Before leaving the north and reaching the densely populated south of Michigan (including the infamous Detroit), there was one more place I wanted to see: the Sleeping Bear Dunes National Lakeshore. Located 25 miles west of Traverse City, it consists primarily of a 35-mile (60km) stretch of the Lake Michigan shoreline, featuring huge sand dunes rising as high as 460 feet (140m) above the lake. The park also includes or borders several small inland lakes as well as North and South Manitou Islands, each about 6-7 miles from the shore. A great way of exploring the highlights of this park is to drive the 7-mile long Pierce Stocking Scenic Drive loop, which offers easy access to the observation deck at the Lake Michigan Overlook. It is located about 450 feet above lake level, and the descent to the lake is very steep as dunes are perched on top of a moraine bluff made of a mixture of sand and rocks deposited by the glacier when it melted. On a sunny day views from the deck are absolutely stunning as the clear turquoise waters of Lake Michigan look more like somewhere in Caribbean than the Midwest. Travelling on the coast of Lake Michigan, you can also experience amazing sunsets on one of its beaches.

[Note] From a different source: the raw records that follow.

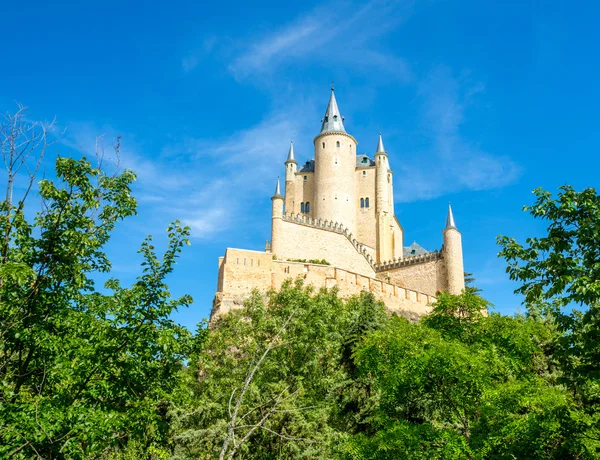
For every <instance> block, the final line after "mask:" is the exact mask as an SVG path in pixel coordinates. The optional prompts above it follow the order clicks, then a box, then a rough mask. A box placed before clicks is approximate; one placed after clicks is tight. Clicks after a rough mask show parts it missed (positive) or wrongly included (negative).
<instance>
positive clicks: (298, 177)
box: [285, 172, 315, 215]
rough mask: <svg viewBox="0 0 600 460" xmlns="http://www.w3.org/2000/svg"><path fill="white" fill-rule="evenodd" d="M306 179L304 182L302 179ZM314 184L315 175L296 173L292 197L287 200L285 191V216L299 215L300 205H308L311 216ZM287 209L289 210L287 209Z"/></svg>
mask: <svg viewBox="0 0 600 460" xmlns="http://www.w3.org/2000/svg"><path fill="white" fill-rule="evenodd" d="M305 177H306V180H305V179H304V178H305ZM314 182H315V174H314V173H312V172H297V173H295V175H294V182H293V184H294V186H293V188H292V189H291V190H293V197H291V198H288V196H287V190H286V210H285V212H286V213H287V214H299V213H300V210H301V209H300V204H301V203H306V202H308V203H310V212H309V213H308V215H313V209H314ZM288 207H289V209H288Z"/></svg>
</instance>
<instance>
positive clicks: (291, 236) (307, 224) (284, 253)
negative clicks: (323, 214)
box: [273, 215, 375, 277]
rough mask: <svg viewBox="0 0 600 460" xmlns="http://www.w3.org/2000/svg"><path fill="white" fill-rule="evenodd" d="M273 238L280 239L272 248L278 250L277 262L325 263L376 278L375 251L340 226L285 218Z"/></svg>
mask: <svg viewBox="0 0 600 460" xmlns="http://www.w3.org/2000/svg"><path fill="white" fill-rule="evenodd" d="M273 238H277V241H276V242H275V244H273V247H277V251H278V254H275V255H276V256H277V258H278V259H305V260H311V259H319V260H322V259H325V260H326V261H327V262H329V263H330V264H331V265H334V266H336V267H345V268H349V269H351V270H353V271H355V272H356V273H360V274H361V275H364V276H370V277H375V269H374V268H373V259H372V256H371V254H370V252H372V251H369V248H367V247H366V246H364V245H362V244H361V243H359V242H358V241H356V239H355V238H354V236H353V235H352V234H351V233H350V232H349V230H347V229H346V228H345V227H343V226H342V225H341V224H338V223H337V222H327V221H321V220H316V219H312V218H310V217H307V216H303V215H297V216H288V215H285V216H284V217H283V220H282V222H281V226H280V227H279V229H278V234H277V235H274V236H273Z"/></svg>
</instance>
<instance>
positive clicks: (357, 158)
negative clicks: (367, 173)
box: [356, 153, 375, 168]
mask: <svg viewBox="0 0 600 460" xmlns="http://www.w3.org/2000/svg"><path fill="white" fill-rule="evenodd" d="M369 166H375V162H374V161H373V160H371V159H370V158H369V156H368V155H365V154H364V153H360V154H358V155H356V167H357V168H367V167H369Z"/></svg>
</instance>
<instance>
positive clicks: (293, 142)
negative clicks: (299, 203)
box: [285, 141, 298, 214]
mask: <svg viewBox="0 0 600 460" xmlns="http://www.w3.org/2000/svg"><path fill="white" fill-rule="evenodd" d="M297 168H298V163H296V158H295V156H294V142H293V141H291V142H290V151H289V152H288V158H287V160H286V161H285V212H286V213H288V214H291V213H293V210H294V197H295V196H296V193H295V185H296V181H295V179H296V170H297Z"/></svg>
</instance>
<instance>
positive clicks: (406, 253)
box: [403, 241, 429, 257]
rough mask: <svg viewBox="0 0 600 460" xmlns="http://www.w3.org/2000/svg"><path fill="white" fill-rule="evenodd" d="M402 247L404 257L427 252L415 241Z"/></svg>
mask: <svg viewBox="0 0 600 460" xmlns="http://www.w3.org/2000/svg"><path fill="white" fill-rule="evenodd" d="M403 249H404V257H412V256H422V255H423V254H427V253H428V252H429V251H427V250H426V249H425V248H424V247H423V246H421V245H420V244H418V243H417V242H416V241H415V242H414V243H413V244H411V245H410V246H404V248H403Z"/></svg>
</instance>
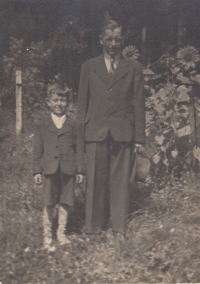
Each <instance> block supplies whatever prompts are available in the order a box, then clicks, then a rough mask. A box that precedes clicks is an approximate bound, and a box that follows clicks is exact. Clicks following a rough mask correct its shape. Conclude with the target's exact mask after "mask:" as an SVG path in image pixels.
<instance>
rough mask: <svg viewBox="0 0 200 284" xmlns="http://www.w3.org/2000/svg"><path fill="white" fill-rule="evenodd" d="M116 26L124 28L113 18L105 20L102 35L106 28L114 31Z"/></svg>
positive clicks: (116, 27)
mask: <svg viewBox="0 0 200 284" xmlns="http://www.w3.org/2000/svg"><path fill="white" fill-rule="evenodd" d="M116 28H122V26H121V25H120V24H118V23H117V22H115V21H113V20H107V21H105V22H103V24H102V26H101V36H103V35H104V33H105V31H106V30H111V31H114V30H115V29H116Z"/></svg>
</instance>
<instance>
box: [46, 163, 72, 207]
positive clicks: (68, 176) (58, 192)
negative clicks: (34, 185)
mask: <svg viewBox="0 0 200 284" xmlns="http://www.w3.org/2000/svg"><path fill="white" fill-rule="evenodd" d="M43 194H44V205H45V206H47V205H56V204H59V203H63V204H67V205H69V206H73V204H74V175H64V174H62V172H61V170H60V168H58V170H57V171H56V173H55V174H52V175H44V181H43Z"/></svg>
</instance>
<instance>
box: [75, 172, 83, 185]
mask: <svg viewBox="0 0 200 284" xmlns="http://www.w3.org/2000/svg"><path fill="white" fill-rule="evenodd" d="M83 177H84V176H83V175H82V174H77V175H76V183H78V184H80V183H82V182H83Z"/></svg>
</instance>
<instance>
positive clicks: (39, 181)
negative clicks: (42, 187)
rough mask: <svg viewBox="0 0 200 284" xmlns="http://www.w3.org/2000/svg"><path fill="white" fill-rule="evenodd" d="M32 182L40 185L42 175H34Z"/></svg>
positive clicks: (40, 183) (41, 177)
mask: <svg viewBox="0 0 200 284" xmlns="http://www.w3.org/2000/svg"><path fill="white" fill-rule="evenodd" d="M34 181H35V183H36V184H37V185H40V184H42V175H41V174H36V175H35V176H34Z"/></svg>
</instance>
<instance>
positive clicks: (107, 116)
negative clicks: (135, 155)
mask: <svg viewBox="0 0 200 284" xmlns="http://www.w3.org/2000/svg"><path fill="white" fill-rule="evenodd" d="M77 114H78V117H77V119H78V121H79V122H80V123H82V124H83V123H84V124H85V125H84V132H85V140H86V141H102V140H104V139H105V138H106V136H107V134H108V132H109V131H110V132H111V135H112V136H113V138H114V139H115V140H116V141H121V142H129V141H134V142H135V143H142V144H143V143H144V142H145V100H144V94H143V74H142V67H141V64H140V63H139V62H138V61H137V60H132V59H129V58H125V57H122V56H121V58H120V60H119V63H118V66H117V69H116V70H115V73H114V74H113V75H112V77H111V76H110V74H109V73H108V71H107V68H106V65H105V61H104V56H103V55H101V56H99V57H96V58H93V59H90V60H88V61H86V62H85V63H84V64H83V66H82V69H81V78H80V85H79V95H78V113H77Z"/></svg>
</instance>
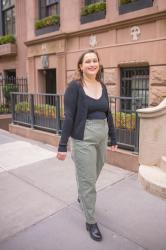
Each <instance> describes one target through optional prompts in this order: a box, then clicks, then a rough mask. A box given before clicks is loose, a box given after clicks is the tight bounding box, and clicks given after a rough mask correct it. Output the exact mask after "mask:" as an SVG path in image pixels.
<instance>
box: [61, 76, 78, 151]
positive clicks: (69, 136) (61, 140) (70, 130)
mask: <svg viewBox="0 0 166 250" xmlns="http://www.w3.org/2000/svg"><path fill="white" fill-rule="evenodd" d="M77 97H78V83H77V82H76V81H72V82H70V83H69V85H68V87H67V89H66V91H65V94H64V121H63V127H62V133H61V139H60V142H59V147H58V151H59V152H67V143H68V139H69V137H70V136H71V132H72V128H73V122H74V117H75V113H76V108H77Z"/></svg>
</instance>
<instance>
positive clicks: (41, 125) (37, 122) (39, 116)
mask: <svg viewBox="0 0 166 250" xmlns="http://www.w3.org/2000/svg"><path fill="white" fill-rule="evenodd" d="M56 122H57V121H56V118H54V117H47V116H43V115H35V121H34V126H37V127H38V128H40V127H41V128H45V129H46V130H55V131H56V130H57V127H56V126H57V125H56ZM62 124H63V119H60V130H61V129H62Z"/></svg>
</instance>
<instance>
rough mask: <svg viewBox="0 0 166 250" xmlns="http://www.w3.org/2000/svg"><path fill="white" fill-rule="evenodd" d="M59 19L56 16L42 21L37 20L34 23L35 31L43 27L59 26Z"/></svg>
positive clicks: (54, 16) (51, 16)
mask: <svg viewBox="0 0 166 250" xmlns="http://www.w3.org/2000/svg"><path fill="white" fill-rule="evenodd" d="M59 22H60V17H59V16H58V15H56V16H48V17H45V18H43V19H40V20H37V21H36V22H35V29H36V30H37V29H41V28H43V27H47V26H51V25H55V24H59Z"/></svg>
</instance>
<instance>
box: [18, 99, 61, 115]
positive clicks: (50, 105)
mask: <svg viewBox="0 0 166 250" xmlns="http://www.w3.org/2000/svg"><path fill="white" fill-rule="evenodd" d="M30 109H31V107H30V104H29V103H28V102H19V103H17V104H16V105H15V111H16V112H18V113H19V112H30ZM34 112H35V115H38V116H45V117H51V118H56V107H55V106H53V105H49V104H38V105H35V106H34ZM60 117H61V118H64V110H63V108H61V110H60Z"/></svg>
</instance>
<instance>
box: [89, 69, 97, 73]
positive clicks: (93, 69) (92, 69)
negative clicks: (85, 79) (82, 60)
mask: <svg viewBox="0 0 166 250" xmlns="http://www.w3.org/2000/svg"><path fill="white" fill-rule="evenodd" d="M96 69H97V68H88V70H89V71H92V72H93V71H96Z"/></svg>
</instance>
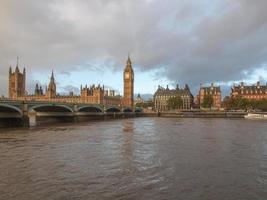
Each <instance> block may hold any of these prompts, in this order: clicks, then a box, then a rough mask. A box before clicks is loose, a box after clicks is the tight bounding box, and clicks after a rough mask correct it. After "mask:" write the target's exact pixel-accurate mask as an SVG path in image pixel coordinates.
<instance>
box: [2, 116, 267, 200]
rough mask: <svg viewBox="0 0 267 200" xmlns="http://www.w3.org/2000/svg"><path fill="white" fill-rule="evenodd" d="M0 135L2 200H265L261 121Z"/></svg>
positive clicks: (153, 126)
mask: <svg viewBox="0 0 267 200" xmlns="http://www.w3.org/2000/svg"><path fill="white" fill-rule="evenodd" d="M0 131H1V133H0V177H1V179H0V191H1V193H0V199H5V200H9V199H12V200H13V199H22V200H24V199H25V200H30V199H49V200H50V199H153V200H154V199H227V200H228V199H234V200H236V199H266V197H267V123H266V122H265V121H247V120H227V119H164V118H136V119H125V120H118V121H106V122H89V123H84V124H79V125H73V126H71V125H67V126H61V125H55V126H53V127H50V128H49V127H48V128H46V127H38V128H33V129H19V130H8V129H5V130H3V129H2V130H0Z"/></svg>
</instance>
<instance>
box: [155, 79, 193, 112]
mask: <svg viewBox="0 0 267 200" xmlns="http://www.w3.org/2000/svg"><path fill="white" fill-rule="evenodd" d="M171 97H180V98H181V99H182V106H181V108H180V109H182V110H187V109H191V108H192V107H193V101H194V97H193V95H192V93H191V91H190V88H189V86H188V85H187V84H186V85H185V87H184V88H183V89H182V88H179V86H178V85H177V86H176V88H175V89H169V87H168V86H167V88H164V87H161V86H158V89H157V91H156V92H155V94H154V106H155V109H156V110H160V111H165V110H169V106H168V100H169V99H170V98H171Z"/></svg>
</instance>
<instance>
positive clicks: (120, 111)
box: [106, 107, 121, 113]
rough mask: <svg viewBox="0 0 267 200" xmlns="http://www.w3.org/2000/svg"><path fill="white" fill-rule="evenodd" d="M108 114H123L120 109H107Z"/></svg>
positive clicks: (111, 107) (107, 108) (114, 108)
mask: <svg viewBox="0 0 267 200" xmlns="http://www.w3.org/2000/svg"><path fill="white" fill-rule="evenodd" d="M106 112H108V113H117V112H121V110H120V109H119V108H118V107H109V108H107V109H106Z"/></svg>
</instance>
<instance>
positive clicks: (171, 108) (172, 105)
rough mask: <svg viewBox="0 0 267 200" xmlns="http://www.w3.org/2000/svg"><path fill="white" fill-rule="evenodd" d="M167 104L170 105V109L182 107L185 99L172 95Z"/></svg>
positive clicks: (169, 98) (168, 99)
mask: <svg viewBox="0 0 267 200" xmlns="http://www.w3.org/2000/svg"><path fill="white" fill-rule="evenodd" d="M167 105H168V107H169V109H177V108H181V107H182V105H183V100H182V99H181V97H179V96H176V97H170V98H169V99H168V101H167Z"/></svg>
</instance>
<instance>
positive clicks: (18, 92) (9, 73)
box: [8, 61, 26, 99]
mask: <svg viewBox="0 0 267 200" xmlns="http://www.w3.org/2000/svg"><path fill="white" fill-rule="evenodd" d="M8 83H9V88H8V91H9V98H11V99H16V98H19V97H23V96H25V95H26V90H25V87H26V70H25V68H24V69H23V72H20V70H19V63H18V61H17V66H16V68H15V70H14V71H12V67H11V66H10V68H9V81H8Z"/></svg>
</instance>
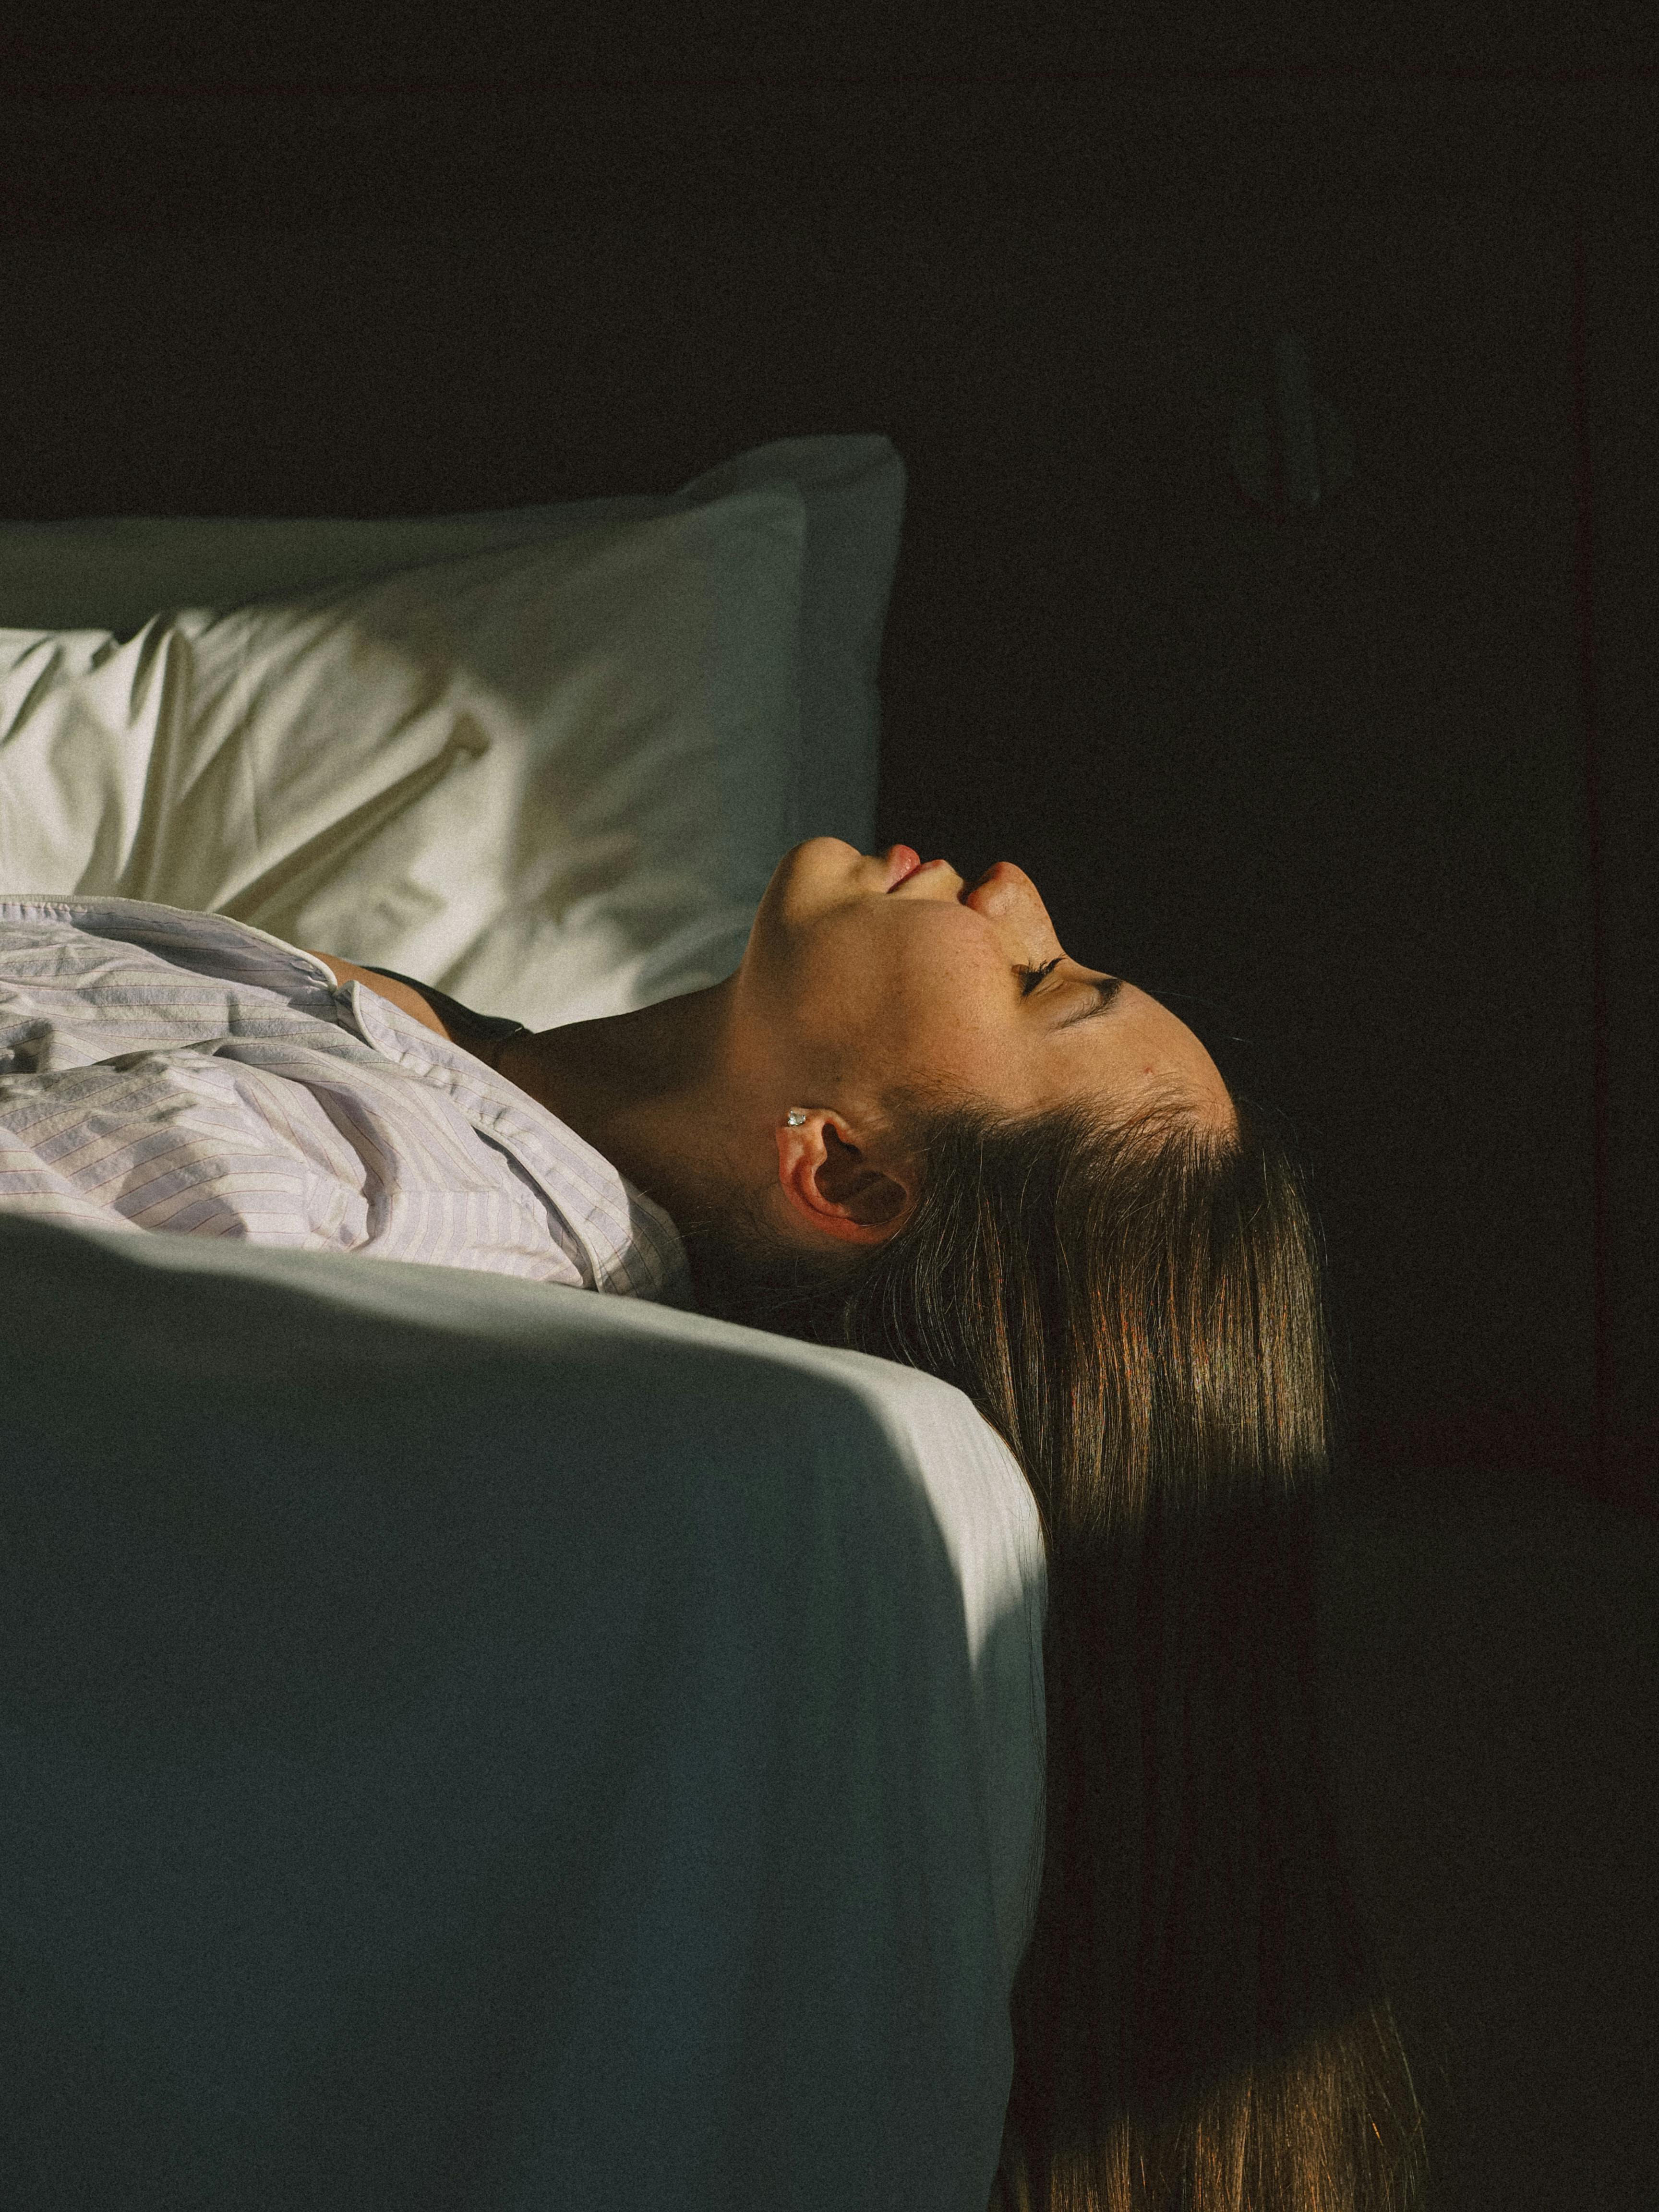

In general, the north of Michigan is fantastic and a very diverse place for a holiday. Lake Superior is cold and wild and might resemble the North Sea a little, while Lake Michigan offers warmer waters (at least in summer) and some busy beach resorts which might resemble the Mediterranean (admittedly, you have to stretch your imagination a bit). Small towns guarantee some genuine American attractions, the sort of places taken over a long time ago by suburbs and strip malls in other parts of the country. Add wast forests, inland lakes, wild rivers, waterfalls and a long and interesting history (long by American standards at least), and you can understand why I rate Michigan as one of my favourite states. So don’t let stereotypes fool you and visit the beautiful Wolverine State if you get the slightest chance.